Biz yalnızca, muhalif basının, özellikle CHP amigoluğu yapan basının "ikiyüzlülüğüne" dikkat çekeriz.
Çocuklar bile biliyorlar ki, Mustafa Balbay politikacı değildir, CHP'den adaylığını kendisi koymamıştır, onun milletvekili yapılması bir "kurtarma operasyonunun" parçasıdır.
Fakat bu da sökmemiş, yargı Balbay'ı kontenjandan aday gösterildi ve seçildi diye "otomatikman" serbest bırakmamıştır. Bu konuda yapılan "meclise girmeme ve yemin etmeme" şovu da acıklı bir güldürüye dönüşmüş ve kısa zamanda CHP'nin alenen madara olmasıyla, kendi seçmen çevrelerinde bile tepki toplamasıyla sonuçlanmıştır.
Öyleyse bir kısım basının bu ısrarı nedendir?
"Yol olsun" diye...
Yargı üzerinde baskı kurulup ya da yürütmenin yargıyı doğrudan etkilemesi sağlanıp (ki, suçtur), bir kere Balbay kurtarılabilse, sonra sıra azılı faşistlere, arkadan paşalara da gelecek... Umutları bu.
Söker mi sökmez mi, biz bilemeyiz. Bekleyip görürüz.
Bu arada ikiyüzlülüğe de dikkat çekeriz.
"Mahkeme kararı tecelli edene kadar Ergenekon konusunda bir şey söylenemez, demek ki Ergenekon diye bir örgüt şu anda yoktur" demekten utanmayan hokkabazlar, "Balbay'ı tanırım, iyi çocuktur, yapmaz öyle kaka şeyler" demekten hiç fütur getirmiyorlar!

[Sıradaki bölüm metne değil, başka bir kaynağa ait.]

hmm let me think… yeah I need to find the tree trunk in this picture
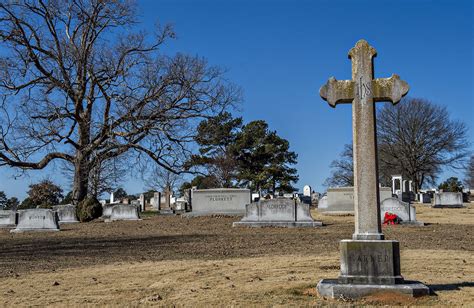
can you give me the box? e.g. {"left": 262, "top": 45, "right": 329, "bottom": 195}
{"left": 72, "top": 151, "right": 90, "bottom": 204}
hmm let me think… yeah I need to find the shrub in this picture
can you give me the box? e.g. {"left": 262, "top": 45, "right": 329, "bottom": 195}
{"left": 18, "top": 197, "right": 35, "bottom": 209}
{"left": 76, "top": 197, "right": 103, "bottom": 222}
{"left": 37, "top": 203, "right": 53, "bottom": 209}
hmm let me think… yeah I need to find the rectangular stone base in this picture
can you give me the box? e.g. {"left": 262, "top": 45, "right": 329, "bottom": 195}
{"left": 104, "top": 218, "right": 142, "bottom": 223}
{"left": 317, "top": 279, "right": 430, "bottom": 299}
{"left": 232, "top": 221, "right": 323, "bottom": 228}
{"left": 11, "top": 228, "right": 59, "bottom": 233}
{"left": 182, "top": 212, "right": 244, "bottom": 217}
{"left": 339, "top": 240, "right": 402, "bottom": 284}
{"left": 0, "top": 224, "right": 16, "bottom": 229}
{"left": 432, "top": 204, "right": 464, "bottom": 208}
{"left": 59, "top": 220, "right": 79, "bottom": 224}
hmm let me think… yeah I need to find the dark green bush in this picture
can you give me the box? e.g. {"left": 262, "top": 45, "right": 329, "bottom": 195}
{"left": 37, "top": 203, "right": 53, "bottom": 209}
{"left": 76, "top": 197, "right": 102, "bottom": 222}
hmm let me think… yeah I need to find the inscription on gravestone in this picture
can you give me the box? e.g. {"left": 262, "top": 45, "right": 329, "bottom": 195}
{"left": 11, "top": 209, "right": 60, "bottom": 232}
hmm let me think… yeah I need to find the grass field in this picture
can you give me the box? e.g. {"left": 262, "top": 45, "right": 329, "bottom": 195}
{"left": 0, "top": 203, "right": 472, "bottom": 306}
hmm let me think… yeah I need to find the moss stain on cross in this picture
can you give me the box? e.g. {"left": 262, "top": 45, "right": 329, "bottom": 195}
{"left": 319, "top": 40, "right": 409, "bottom": 240}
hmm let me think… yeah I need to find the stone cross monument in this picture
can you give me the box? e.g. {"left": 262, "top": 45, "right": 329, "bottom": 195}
{"left": 317, "top": 40, "right": 429, "bottom": 298}
{"left": 159, "top": 186, "right": 174, "bottom": 215}
{"left": 320, "top": 39, "right": 409, "bottom": 240}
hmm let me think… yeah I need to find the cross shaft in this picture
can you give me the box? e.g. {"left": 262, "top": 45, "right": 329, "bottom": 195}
{"left": 319, "top": 40, "right": 409, "bottom": 240}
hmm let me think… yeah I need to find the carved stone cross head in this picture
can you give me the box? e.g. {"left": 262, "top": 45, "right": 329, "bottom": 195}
{"left": 318, "top": 40, "right": 409, "bottom": 240}
{"left": 319, "top": 39, "right": 409, "bottom": 107}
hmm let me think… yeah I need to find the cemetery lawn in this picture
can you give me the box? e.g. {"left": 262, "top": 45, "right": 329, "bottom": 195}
{"left": 0, "top": 204, "right": 472, "bottom": 306}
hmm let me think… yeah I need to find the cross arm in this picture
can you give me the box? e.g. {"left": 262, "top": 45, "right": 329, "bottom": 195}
{"left": 372, "top": 74, "right": 409, "bottom": 104}
{"left": 319, "top": 77, "right": 355, "bottom": 107}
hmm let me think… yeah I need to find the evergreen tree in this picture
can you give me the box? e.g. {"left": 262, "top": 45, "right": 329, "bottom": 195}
{"left": 189, "top": 112, "right": 242, "bottom": 188}
{"left": 232, "top": 120, "right": 298, "bottom": 195}
{"left": 438, "top": 177, "right": 464, "bottom": 192}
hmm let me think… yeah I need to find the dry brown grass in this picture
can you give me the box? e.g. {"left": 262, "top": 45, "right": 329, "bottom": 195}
{"left": 0, "top": 204, "right": 472, "bottom": 306}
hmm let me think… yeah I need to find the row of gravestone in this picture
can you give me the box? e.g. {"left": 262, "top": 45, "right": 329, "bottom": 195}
{"left": 0, "top": 203, "right": 141, "bottom": 232}
{"left": 0, "top": 204, "right": 79, "bottom": 232}
{"left": 0, "top": 208, "right": 61, "bottom": 232}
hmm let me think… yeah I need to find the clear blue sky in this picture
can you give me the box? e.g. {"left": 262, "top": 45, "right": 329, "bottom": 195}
{"left": 0, "top": 0, "right": 472, "bottom": 199}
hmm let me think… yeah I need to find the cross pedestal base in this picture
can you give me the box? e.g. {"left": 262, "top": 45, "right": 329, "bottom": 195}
{"left": 316, "top": 240, "right": 430, "bottom": 299}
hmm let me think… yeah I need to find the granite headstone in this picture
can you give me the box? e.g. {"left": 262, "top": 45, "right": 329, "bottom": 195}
{"left": 233, "top": 198, "right": 322, "bottom": 227}
{"left": 106, "top": 204, "right": 141, "bottom": 222}
{"left": 380, "top": 198, "right": 423, "bottom": 225}
{"left": 0, "top": 210, "right": 16, "bottom": 228}
{"left": 432, "top": 192, "right": 463, "bottom": 208}
{"left": 11, "top": 209, "right": 60, "bottom": 232}
{"left": 53, "top": 204, "right": 79, "bottom": 223}
{"left": 189, "top": 188, "right": 251, "bottom": 216}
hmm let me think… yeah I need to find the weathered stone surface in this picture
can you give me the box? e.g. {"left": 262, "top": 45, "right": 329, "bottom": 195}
{"left": 433, "top": 192, "right": 463, "bottom": 208}
{"left": 320, "top": 40, "right": 409, "bottom": 241}
{"left": 317, "top": 279, "right": 430, "bottom": 299}
{"left": 188, "top": 188, "right": 251, "bottom": 216}
{"left": 53, "top": 204, "right": 79, "bottom": 223}
{"left": 317, "top": 39, "right": 428, "bottom": 299}
{"left": 339, "top": 240, "right": 402, "bottom": 284}
{"left": 319, "top": 187, "right": 392, "bottom": 214}
{"left": 11, "top": 209, "right": 60, "bottom": 232}
{"left": 260, "top": 199, "right": 295, "bottom": 221}
{"left": 318, "top": 196, "right": 328, "bottom": 209}
{"left": 106, "top": 204, "right": 141, "bottom": 222}
{"left": 233, "top": 198, "right": 322, "bottom": 228}
{"left": 102, "top": 204, "right": 114, "bottom": 219}
{"left": 0, "top": 210, "right": 16, "bottom": 228}
{"left": 380, "top": 198, "right": 422, "bottom": 225}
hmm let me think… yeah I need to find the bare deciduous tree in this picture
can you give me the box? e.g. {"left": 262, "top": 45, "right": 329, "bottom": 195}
{"left": 324, "top": 98, "right": 470, "bottom": 191}
{"left": 0, "top": 1, "right": 240, "bottom": 203}
{"left": 377, "top": 98, "right": 469, "bottom": 192}
{"left": 465, "top": 155, "right": 474, "bottom": 189}
{"left": 323, "top": 144, "right": 354, "bottom": 187}
{"left": 144, "top": 166, "right": 183, "bottom": 194}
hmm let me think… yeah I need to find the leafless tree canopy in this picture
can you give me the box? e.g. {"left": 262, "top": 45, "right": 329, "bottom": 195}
{"left": 0, "top": 0, "right": 240, "bottom": 202}
{"left": 465, "top": 155, "right": 474, "bottom": 189}
{"left": 325, "top": 98, "right": 470, "bottom": 191}
{"left": 323, "top": 143, "right": 353, "bottom": 187}
{"left": 144, "top": 166, "right": 183, "bottom": 194}
{"left": 377, "top": 97, "right": 469, "bottom": 191}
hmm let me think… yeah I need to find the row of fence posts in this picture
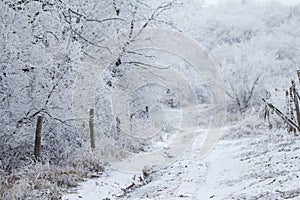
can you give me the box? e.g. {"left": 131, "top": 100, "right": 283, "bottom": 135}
{"left": 33, "top": 108, "right": 96, "bottom": 161}
{"left": 33, "top": 71, "right": 300, "bottom": 160}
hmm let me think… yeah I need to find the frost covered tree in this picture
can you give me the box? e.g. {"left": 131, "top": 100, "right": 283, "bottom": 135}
{"left": 179, "top": 1, "right": 300, "bottom": 113}
{"left": 0, "top": 0, "right": 178, "bottom": 172}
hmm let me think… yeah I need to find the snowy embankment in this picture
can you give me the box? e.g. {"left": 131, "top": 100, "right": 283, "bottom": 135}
{"left": 63, "top": 117, "right": 300, "bottom": 200}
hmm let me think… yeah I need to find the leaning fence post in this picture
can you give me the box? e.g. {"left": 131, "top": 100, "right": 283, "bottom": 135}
{"left": 89, "top": 108, "right": 95, "bottom": 149}
{"left": 34, "top": 115, "right": 43, "bottom": 160}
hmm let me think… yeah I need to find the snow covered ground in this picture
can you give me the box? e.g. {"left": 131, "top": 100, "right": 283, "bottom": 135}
{"left": 63, "top": 116, "right": 300, "bottom": 199}
{"left": 121, "top": 130, "right": 300, "bottom": 199}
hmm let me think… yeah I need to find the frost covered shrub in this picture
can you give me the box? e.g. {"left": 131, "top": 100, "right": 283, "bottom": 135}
{"left": 187, "top": 1, "right": 300, "bottom": 113}
{"left": 0, "top": 164, "right": 81, "bottom": 200}
{"left": 0, "top": 148, "right": 107, "bottom": 199}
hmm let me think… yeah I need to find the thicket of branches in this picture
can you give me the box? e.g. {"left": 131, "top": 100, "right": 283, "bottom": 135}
{"left": 0, "top": 1, "right": 178, "bottom": 198}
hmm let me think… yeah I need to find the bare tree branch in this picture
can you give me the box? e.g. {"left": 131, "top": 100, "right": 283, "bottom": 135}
{"left": 86, "top": 17, "right": 126, "bottom": 23}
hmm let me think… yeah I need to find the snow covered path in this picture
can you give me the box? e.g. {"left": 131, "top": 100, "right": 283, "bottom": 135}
{"left": 63, "top": 125, "right": 300, "bottom": 200}
{"left": 120, "top": 128, "right": 300, "bottom": 199}
{"left": 62, "top": 128, "right": 231, "bottom": 200}
{"left": 117, "top": 134, "right": 250, "bottom": 199}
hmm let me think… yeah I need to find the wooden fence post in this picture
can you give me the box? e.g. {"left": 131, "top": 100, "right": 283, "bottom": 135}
{"left": 89, "top": 108, "right": 95, "bottom": 149}
{"left": 297, "top": 70, "right": 300, "bottom": 86}
{"left": 34, "top": 115, "right": 43, "bottom": 160}
{"left": 292, "top": 80, "right": 300, "bottom": 131}
{"left": 116, "top": 116, "right": 121, "bottom": 133}
{"left": 286, "top": 90, "right": 291, "bottom": 132}
{"left": 289, "top": 86, "right": 296, "bottom": 133}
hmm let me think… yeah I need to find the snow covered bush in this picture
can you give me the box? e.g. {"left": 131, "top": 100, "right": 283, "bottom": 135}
{"left": 182, "top": 1, "right": 300, "bottom": 114}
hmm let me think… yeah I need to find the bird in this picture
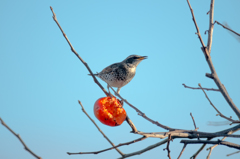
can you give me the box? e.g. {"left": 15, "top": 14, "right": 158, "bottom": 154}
{"left": 91, "top": 55, "right": 147, "bottom": 95}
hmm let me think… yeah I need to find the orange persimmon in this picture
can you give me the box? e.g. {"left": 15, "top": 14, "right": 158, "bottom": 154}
{"left": 94, "top": 97, "right": 126, "bottom": 126}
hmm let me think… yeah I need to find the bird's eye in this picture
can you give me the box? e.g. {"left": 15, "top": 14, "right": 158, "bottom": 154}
{"left": 133, "top": 57, "right": 137, "bottom": 59}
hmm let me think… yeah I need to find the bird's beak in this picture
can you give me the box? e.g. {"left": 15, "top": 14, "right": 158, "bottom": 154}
{"left": 137, "top": 56, "right": 148, "bottom": 60}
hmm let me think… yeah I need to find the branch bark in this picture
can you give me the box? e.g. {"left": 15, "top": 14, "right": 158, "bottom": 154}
{"left": 182, "top": 83, "right": 219, "bottom": 91}
{"left": 199, "top": 83, "right": 240, "bottom": 124}
{"left": 190, "top": 139, "right": 210, "bottom": 159}
{"left": 180, "top": 140, "right": 240, "bottom": 150}
{"left": 67, "top": 136, "right": 147, "bottom": 155}
{"left": 207, "top": 0, "right": 215, "bottom": 54}
{"left": 163, "top": 134, "right": 172, "bottom": 159}
{"left": 0, "top": 118, "right": 42, "bottom": 159}
{"left": 118, "top": 139, "right": 168, "bottom": 159}
{"left": 125, "top": 115, "right": 138, "bottom": 133}
{"left": 177, "top": 144, "right": 187, "bottom": 159}
{"left": 214, "top": 21, "right": 240, "bottom": 37}
{"left": 227, "top": 150, "right": 240, "bottom": 156}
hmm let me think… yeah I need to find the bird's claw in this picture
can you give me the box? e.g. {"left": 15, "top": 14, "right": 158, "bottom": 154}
{"left": 120, "top": 99, "right": 124, "bottom": 106}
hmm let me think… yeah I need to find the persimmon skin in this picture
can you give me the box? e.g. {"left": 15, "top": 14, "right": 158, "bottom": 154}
{"left": 94, "top": 97, "right": 126, "bottom": 126}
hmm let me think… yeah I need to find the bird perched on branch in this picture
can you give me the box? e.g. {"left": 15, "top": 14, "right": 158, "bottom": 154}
{"left": 91, "top": 55, "right": 147, "bottom": 95}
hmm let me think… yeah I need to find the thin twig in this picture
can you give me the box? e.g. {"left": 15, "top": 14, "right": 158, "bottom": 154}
{"left": 190, "top": 113, "right": 198, "bottom": 131}
{"left": 227, "top": 150, "right": 240, "bottom": 156}
{"left": 0, "top": 118, "right": 42, "bottom": 159}
{"left": 206, "top": 137, "right": 227, "bottom": 159}
{"left": 177, "top": 144, "right": 187, "bottom": 159}
{"left": 214, "top": 21, "right": 240, "bottom": 37}
{"left": 76, "top": 100, "right": 124, "bottom": 156}
{"left": 198, "top": 83, "right": 240, "bottom": 124}
{"left": 207, "top": 0, "right": 215, "bottom": 54}
{"left": 50, "top": 6, "right": 109, "bottom": 97}
{"left": 180, "top": 140, "right": 240, "bottom": 150}
{"left": 207, "top": 146, "right": 213, "bottom": 159}
{"left": 117, "top": 139, "right": 169, "bottom": 159}
{"left": 190, "top": 113, "right": 199, "bottom": 140}
{"left": 190, "top": 138, "right": 211, "bottom": 159}
{"left": 67, "top": 136, "right": 147, "bottom": 155}
{"left": 186, "top": 0, "right": 210, "bottom": 59}
{"left": 182, "top": 83, "right": 219, "bottom": 91}
{"left": 163, "top": 134, "right": 172, "bottom": 159}
{"left": 207, "top": 137, "right": 228, "bottom": 159}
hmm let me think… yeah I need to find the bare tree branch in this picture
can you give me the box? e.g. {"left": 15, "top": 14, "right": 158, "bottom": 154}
{"left": 119, "top": 123, "right": 240, "bottom": 159}
{"left": 50, "top": 6, "right": 110, "bottom": 97}
{"left": 214, "top": 21, "right": 240, "bottom": 37}
{"left": 117, "top": 139, "right": 169, "bottom": 159}
{"left": 190, "top": 112, "right": 198, "bottom": 131}
{"left": 190, "top": 113, "right": 199, "bottom": 140}
{"left": 198, "top": 83, "right": 240, "bottom": 124}
{"left": 75, "top": 100, "right": 124, "bottom": 156}
{"left": 67, "top": 136, "right": 147, "bottom": 155}
{"left": 191, "top": 123, "right": 240, "bottom": 158}
{"left": 207, "top": 0, "right": 215, "bottom": 54}
{"left": 206, "top": 136, "right": 227, "bottom": 159}
{"left": 135, "top": 130, "right": 240, "bottom": 139}
{"left": 177, "top": 144, "right": 187, "bottom": 159}
{"left": 186, "top": 0, "right": 210, "bottom": 59}
{"left": 0, "top": 118, "right": 42, "bottom": 159}
{"left": 206, "top": 125, "right": 239, "bottom": 159}
{"left": 190, "top": 139, "right": 210, "bottom": 159}
{"left": 227, "top": 150, "right": 240, "bottom": 156}
{"left": 182, "top": 83, "right": 219, "bottom": 91}
{"left": 125, "top": 115, "right": 138, "bottom": 133}
{"left": 180, "top": 140, "right": 240, "bottom": 150}
{"left": 163, "top": 134, "right": 172, "bottom": 159}
{"left": 186, "top": 0, "right": 240, "bottom": 119}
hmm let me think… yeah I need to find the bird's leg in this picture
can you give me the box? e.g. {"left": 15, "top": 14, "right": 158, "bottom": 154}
{"left": 115, "top": 88, "right": 121, "bottom": 96}
{"left": 116, "top": 88, "right": 124, "bottom": 106}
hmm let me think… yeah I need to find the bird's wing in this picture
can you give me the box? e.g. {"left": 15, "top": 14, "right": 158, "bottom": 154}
{"left": 100, "top": 63, "right": 120, "bottom": 75}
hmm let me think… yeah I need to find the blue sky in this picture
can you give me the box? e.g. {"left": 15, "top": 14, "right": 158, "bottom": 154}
{"left": 1, "top": 0, "right": 240, "bottom": 159}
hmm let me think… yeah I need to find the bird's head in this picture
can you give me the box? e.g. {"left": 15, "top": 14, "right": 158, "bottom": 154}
{"left": 123, "top": 55, "right": 147, "bottom": 67}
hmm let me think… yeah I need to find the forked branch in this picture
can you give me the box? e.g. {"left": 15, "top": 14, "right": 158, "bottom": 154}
{"left": 186, "top": 0, "right": 240, "bottom": 119}
{"left": 198, "top": 83, "right": 240, "bottom": 124}
{"left": 163, "top": 134, "right": 172, "bottom": 159}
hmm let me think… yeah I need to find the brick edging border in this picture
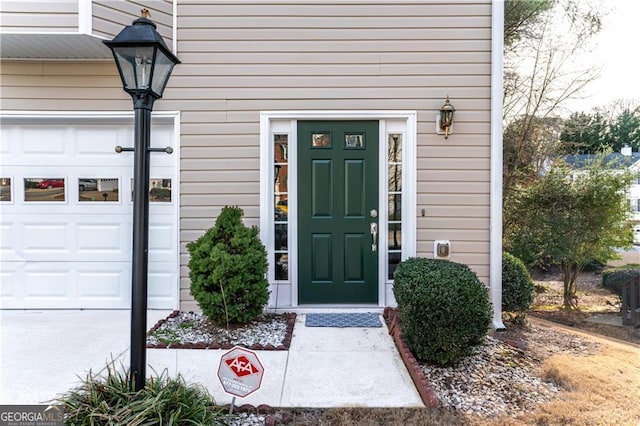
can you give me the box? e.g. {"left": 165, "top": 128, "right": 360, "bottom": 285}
{"left": 146, "top": 311, "right": 297, "bottom": 350}
{"left": 383, "top": 307, "right": 439, "bottom": 408}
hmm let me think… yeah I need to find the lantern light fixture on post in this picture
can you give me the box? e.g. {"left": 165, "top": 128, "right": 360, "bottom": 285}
{"left": 103, "top": 9, "right": 180, "bottom": 392}
{"left": 437, "top": 96, "right": 456, "bottom": 139}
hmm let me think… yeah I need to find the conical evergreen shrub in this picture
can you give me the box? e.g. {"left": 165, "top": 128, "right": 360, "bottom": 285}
{"left": 187, "top": 206, "right": 269, "bottom": 325}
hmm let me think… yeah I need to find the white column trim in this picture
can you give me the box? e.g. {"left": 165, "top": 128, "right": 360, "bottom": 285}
{"left": 491, "top": 0, "right": 506, "bottom": 330}
{"left": 172, "top": 0, "right": 178, "bottom": 54}
{"left": 78, "top": 0, "right": 92, "bottom": 35}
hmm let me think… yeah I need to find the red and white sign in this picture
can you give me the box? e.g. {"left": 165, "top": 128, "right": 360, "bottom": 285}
{"left": 217, "top": 346, "right": 265, "bottom": 398}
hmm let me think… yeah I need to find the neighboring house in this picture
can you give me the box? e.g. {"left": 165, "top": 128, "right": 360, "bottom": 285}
{"left": 563, "top": 146, "right": 640, "bottom": 244}
{"left": 0, "top": 1, "right": 505, "bottom": 328}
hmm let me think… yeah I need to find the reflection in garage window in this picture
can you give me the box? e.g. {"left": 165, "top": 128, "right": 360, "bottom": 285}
{"left": 24, "top": 178, "right": 65, "bottom": 202}
{"left": 130, "top": 178, "right": 172, "bottom": 203}
{"left": 78, "top": 178, "right": 119, "bottom": 202}
{"left": 0, "top": 178, "right": 11, "bottom": 202}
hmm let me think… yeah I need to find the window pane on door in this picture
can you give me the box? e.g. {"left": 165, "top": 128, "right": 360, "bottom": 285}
{"left": 24, "top": 178, "right": 65, "bottom": 202}
{"left": 388, "top": 134, "right": 402, "bottom": 162}
{"left": 131, "top": 179, "right": 172, "bottom": 202}
{"left": 388, "top": 164, "right": 402, "bottom": 191}
{"left": 78, "top": 178, "right": 119, "bottom": 202}
{"left": 388, "top": 223, "right": 402, "bottom": 250}
{"left": 275, "top": 253, "right": 288, "bottom": 280}
{"left": 0, "top": 178, "right": 11, "bottom": 201}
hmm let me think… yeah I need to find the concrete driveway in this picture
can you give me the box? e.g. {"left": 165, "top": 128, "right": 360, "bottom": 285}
{"left": 0, "top": 310, "right": 169, "bottom": 404}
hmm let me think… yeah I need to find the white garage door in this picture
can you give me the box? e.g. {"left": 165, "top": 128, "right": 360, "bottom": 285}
{"left": 0, "top": 115, "right": 179, "bottom": 309}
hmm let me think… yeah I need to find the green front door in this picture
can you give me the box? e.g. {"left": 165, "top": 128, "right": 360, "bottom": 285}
{"left": 298, "top": 121, "right": 379, "bottom": 304}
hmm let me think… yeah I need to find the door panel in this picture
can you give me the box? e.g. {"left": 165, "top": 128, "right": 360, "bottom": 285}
{"left": 312, "top": 160, "right": 333, "bottom": 217}
{"left": 344, "top": 160, "right": 365, "bottom": 217}
{"left": 298, "top": 120, "right": 378, "bottom": 304}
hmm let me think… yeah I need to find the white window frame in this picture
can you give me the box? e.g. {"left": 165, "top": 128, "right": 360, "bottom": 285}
{"left": 259, "top": 111, "right": 417, "bottom": 308}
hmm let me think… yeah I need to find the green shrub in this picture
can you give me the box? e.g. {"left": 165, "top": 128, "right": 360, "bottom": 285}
{"left": 187, "top": 206, "right": 269, "bottom": 326}
{"left": 393, "top": 257, "right": 492, "bottom": 367}
{"left": 602, "top": 264, "right": 640, "bottom": 297}
{"left": 149, "top": 187, "right": 171, "bottom": 200}
{"left": 502, "top": 252, "right": 535, "bottom": 318}
{"left": 58, "top": 364, "right": 224, "bottom": 425}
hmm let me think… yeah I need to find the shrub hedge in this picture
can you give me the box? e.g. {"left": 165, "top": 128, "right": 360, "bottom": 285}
{"left": 393, "top": 257, "right": 492, "bottom": 366}
{"left": 602, "top": 264, "right": 640, "bottom": 297}
{"left": 502, "top": 252, "right": 535, "bottom": 314}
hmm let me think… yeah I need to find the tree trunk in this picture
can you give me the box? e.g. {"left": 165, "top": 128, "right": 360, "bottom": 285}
{"left": 561, "top": 261, "right": 580, "bottom": 310}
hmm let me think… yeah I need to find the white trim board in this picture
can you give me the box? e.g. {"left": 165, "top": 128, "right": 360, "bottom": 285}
{"left": 260, "top": 111, "right": 417, "bottom": 309}
{"left": 491, "top": 0, "right": 506, "bottom": 330}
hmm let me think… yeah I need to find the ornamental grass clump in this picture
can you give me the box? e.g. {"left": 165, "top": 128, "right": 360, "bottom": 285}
{"left": 58, "top": 364, "right": 224, "bottom": 425}
{"left": 187, "top": 206, "right": 269, "bottom": 326}
{"left": 393, "top": 257, "right": 492, "bottom": 367}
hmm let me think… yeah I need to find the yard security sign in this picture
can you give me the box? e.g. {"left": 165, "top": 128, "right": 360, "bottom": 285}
{"left": 217, "top": 346, "right": 265, "bottom": 398}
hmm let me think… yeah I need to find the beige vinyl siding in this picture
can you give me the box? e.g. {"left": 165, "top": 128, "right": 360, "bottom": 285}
{"left": 0, "top": 61, "right": 130, "bottom": 111}
{"left": 92, "top": 0, "right": 173, "bottom": 45}
{"left": 0, "top": 1, "right": 493, "bottom": 310}
{"left": 0, "top": 0, "right": 79, "bottom": 32}
{"left": 174, "top": 0, "right": 492, "bottom": 309}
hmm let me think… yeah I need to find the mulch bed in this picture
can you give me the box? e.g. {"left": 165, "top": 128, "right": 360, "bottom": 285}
{"left": 146, "top": 310, "right": 297, "bottom": 350}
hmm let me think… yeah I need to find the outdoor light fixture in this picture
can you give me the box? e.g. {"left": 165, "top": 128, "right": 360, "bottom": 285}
{"left": 103, "top": 10, "right": 180, "bottom": 392}
{"left": 438, "top": 96, "right": 456, "bottom": 139}
{"left": 104, "top": 10, "right": 180, "bottom": 103}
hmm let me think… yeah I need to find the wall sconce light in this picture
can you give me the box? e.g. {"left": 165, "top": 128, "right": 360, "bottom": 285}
{"left": 437, "top": 96, "right": 455, "bottom": 139}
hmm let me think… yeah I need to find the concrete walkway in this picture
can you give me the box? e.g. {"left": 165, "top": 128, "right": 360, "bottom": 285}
{"left": 0, "top": 310, "right": 423, "bottom": 407}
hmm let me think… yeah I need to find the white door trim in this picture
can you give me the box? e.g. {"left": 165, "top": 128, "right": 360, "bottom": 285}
{"left": 259, "top": 111, "right": 417, "bottom": 308}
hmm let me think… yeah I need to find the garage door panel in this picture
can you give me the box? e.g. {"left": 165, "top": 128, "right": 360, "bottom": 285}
{"left": 148, "top": 262, "right": 177, "bottom": 309}
{"left": 1, "top": 118, "right": 178, "bottom": 309}
{"left": 0, "top": 263, "right": 20, "bottom": 300}
{"left": 76, "top": 223, "right": 127, "bottom": 255}
{"left": 77, "top": 264, "right": 130, "bottom": 308}
{"left": 20, "top": 127, "right": 67, "bottom": 157}
{"left": 149, "top": 221, "right": 176, "bottom": 263}
{"left": 75, "top": 126, "right": 132, "bottom": 158}
{"left": 25, "top": 267, "right": 73, "bottom": 299}
{"left": 23, "top": 223, "right": 71, "bottom": 256}
{"left": 1, "top": 222, "right": 20, "bottom": 261}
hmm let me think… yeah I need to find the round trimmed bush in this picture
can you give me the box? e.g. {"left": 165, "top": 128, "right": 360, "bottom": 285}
{"left": 502, "top": 252, "right": 535, "bottom": 314}
{"left": 187, "top": 206, "right": 269, "bottom": 326}
{"left": 393, "top": 257, "right": 492, "bottom": 366}
{"left": 602, "top": 265, "right": 640, "bottom": 297}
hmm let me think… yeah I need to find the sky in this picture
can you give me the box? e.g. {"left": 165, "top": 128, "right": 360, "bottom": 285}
{"left": 564, "top": 1, "right": 640, "bottom": 113}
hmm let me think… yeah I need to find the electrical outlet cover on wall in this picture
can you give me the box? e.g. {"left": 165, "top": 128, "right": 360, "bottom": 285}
{"left": 433, "top": 240, "right": 451, "bottom": 260}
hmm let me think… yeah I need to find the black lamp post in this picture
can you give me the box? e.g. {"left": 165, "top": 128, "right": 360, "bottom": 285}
{"left": 103, "top": 11, "right": 180, "bottom": 392}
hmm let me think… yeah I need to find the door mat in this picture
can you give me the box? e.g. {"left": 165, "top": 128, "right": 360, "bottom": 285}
{"left": 305, "top": 313, "right": 382, "bottom": 328}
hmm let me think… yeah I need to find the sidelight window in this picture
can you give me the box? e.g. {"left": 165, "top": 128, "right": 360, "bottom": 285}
{"left": 274, "top": 134, "right": 289, "bottom": 280}
{"left": 387, "top": 134, "right": 403, "bottom": 279}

Bir de "gazeteci tutuklanamaz" şeklinde meslek dayanışmasına girenler var.
Menderes tutuklandığı zaman "çiftçi tutuklanabiliyordu" hatta asılabiliyordu! Hariciyeci de, maliyeci de asılabiliyordu. Üniversite öğrencileri de asıldılar.
İsmet İnönü Talat Aydemir ile Fethi Gürcan'ın ipini çektirdiği zaman "Türk ordusunun bir subayı Türk ordusunun subaylarını astırır mı canım" dememişti kimse...
Ne yani, bazı meslekler ulvi de bazı meslekler süfli midir?